Un moment de l’histoire essentiel où l’hégémonie de l'église catholique est totale et devient probablement abusive, avec ses déviances, son train de vie et sa luxure.
La pièce ne prend pas parti dans la dispute, le réalisateur s’efforce de tenir la balance égale entre Luther, moine augustin et lecteur de théologie, et Tetzel, le vendeur d’indulgences, ancien inquisiteur d'obédience dominicaine. Entre le futur réformateur et un représentant de l’Église catholique.
Si l’auteur de la pièce ne semble pas prendre parti, il le fait tout de même par la situation ubuesque et les réponses biaisées du représentant du Vatican. L’Église a interdit, à ce moment, la diffusion de la Bible en langue « vulgaire », alors que Luther demande pourquoi priver le peuple d’un rapport personnel et intime avec Dieu. « Chacun doit pouvoir lire la Bible et devenir son propre pasteur », explique Luther.

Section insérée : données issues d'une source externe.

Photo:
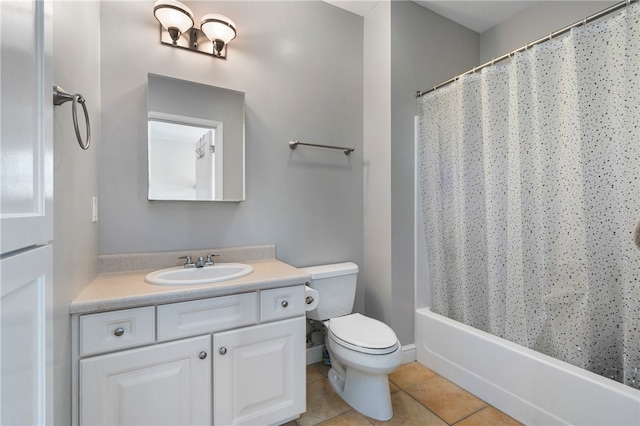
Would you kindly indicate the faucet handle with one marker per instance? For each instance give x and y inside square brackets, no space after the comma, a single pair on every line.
[209,261]
[188,263]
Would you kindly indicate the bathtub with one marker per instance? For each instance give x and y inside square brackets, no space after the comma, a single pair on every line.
[529,386]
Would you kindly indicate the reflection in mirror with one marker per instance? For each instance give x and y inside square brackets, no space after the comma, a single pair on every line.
[186,161]
[195,141]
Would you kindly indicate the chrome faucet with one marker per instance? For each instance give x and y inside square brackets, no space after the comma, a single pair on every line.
[209,261]
[188,263]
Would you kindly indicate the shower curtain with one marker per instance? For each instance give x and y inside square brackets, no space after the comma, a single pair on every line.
[530,183]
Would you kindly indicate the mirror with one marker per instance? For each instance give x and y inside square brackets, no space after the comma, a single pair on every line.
[195,141]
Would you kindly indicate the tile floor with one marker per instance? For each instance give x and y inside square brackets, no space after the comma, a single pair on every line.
[419,397]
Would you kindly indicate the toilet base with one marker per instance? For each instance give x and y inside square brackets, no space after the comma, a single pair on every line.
[367,393]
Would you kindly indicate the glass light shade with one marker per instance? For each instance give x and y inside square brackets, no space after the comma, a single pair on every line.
[218,27]
[173,14]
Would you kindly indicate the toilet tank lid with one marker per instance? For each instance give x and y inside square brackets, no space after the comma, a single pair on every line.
[333,270]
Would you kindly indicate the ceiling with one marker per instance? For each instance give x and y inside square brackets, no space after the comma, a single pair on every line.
[478,15]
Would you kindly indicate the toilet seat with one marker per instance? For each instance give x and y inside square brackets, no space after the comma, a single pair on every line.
[362,334]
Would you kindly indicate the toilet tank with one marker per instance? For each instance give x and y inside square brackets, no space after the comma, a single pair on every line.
[336,287]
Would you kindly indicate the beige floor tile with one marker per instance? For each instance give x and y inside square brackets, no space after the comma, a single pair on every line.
[322,368]
[409,374]
[409,412]
[489,416]
[322,403]
[313,373]
[450,402]
[350,418]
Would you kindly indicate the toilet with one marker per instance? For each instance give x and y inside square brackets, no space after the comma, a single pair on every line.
[363,351]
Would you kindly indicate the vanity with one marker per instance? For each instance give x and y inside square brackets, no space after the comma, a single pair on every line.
[231,352]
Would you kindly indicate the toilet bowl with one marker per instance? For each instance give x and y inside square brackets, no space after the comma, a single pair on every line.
[363,351]
[360,367]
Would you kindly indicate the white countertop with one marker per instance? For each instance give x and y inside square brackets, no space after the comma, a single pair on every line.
[120,290]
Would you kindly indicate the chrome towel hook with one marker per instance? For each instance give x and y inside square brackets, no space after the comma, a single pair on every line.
[61,96]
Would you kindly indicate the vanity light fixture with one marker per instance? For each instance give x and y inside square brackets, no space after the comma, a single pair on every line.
[177,29]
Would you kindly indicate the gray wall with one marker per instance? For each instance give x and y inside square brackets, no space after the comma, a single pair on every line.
[533,23]
[301,81]
[76,68]
[407,48]
[376,276]
[426,49]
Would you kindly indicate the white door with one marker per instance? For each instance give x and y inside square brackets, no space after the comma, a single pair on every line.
[25,338]
[26,212]
[165,384]
[259,373]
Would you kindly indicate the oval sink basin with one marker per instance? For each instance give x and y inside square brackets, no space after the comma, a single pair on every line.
[194,276]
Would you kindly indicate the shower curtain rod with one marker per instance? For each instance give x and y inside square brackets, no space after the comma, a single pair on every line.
[591,18]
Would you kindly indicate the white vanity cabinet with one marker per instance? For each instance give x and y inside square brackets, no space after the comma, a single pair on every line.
[236,359]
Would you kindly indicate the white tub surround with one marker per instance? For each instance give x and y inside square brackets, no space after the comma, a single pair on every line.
[531,387]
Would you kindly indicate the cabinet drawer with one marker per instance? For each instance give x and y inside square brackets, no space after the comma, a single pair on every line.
[207,315]
[109,331]
[280,303]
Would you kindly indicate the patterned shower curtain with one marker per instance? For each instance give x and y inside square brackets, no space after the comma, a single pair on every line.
[530,183]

La manière de croire, le rapport de l’homme à la foi, couvent des Augustins, le prêtre pose la question de la liberté de croire de l’homme.
Moment unique
Tetzel, Franck Steinmetz, avance lentement dans l’allée centrale, vêtu de ses ornements sacrés. Entre ses mains, un encensoir suspendu par des chaînes oscille en un mouvement régulier, presque hypnotique. À chaque balancement, un fin filet de fumée s’élève, emplissant l’air d’une fragrance mystique, mêlant résine et épices. Cette diffusion de l’encens représente l’élévation des prières vers le ciel.
Son parfum sacré purifie le lieu, créant une atmosphère propice à la prière et à la méditation. Et puis la voix lyrique de Marc-Alexandre Gourreau monte dans les hauteurs sacrées du temple nîmois. Des notes de musique s’échappent d’un harmonium récupéré dans un couvent par le père du musicien. Moment sacré sanctifié dans la fraîcheur sombre du temple nîmois.
L’atmosphère ainsi créée, plonge le spectateur dans un monde dans lequel le tangible et le spirituel se rencontrent. La mise en scène exceptionnelle d’Henri Mariel ouvre la porte du centre du réacteur de l’église, au cœur du sacré. Même s’il ne semble pas prendre parti, il est évident que ni lui ni l’histoire ne peuvent renier la justesse des propos de Luther, un réformateur dont l’œuvre a probablement changé le visage du christianisme.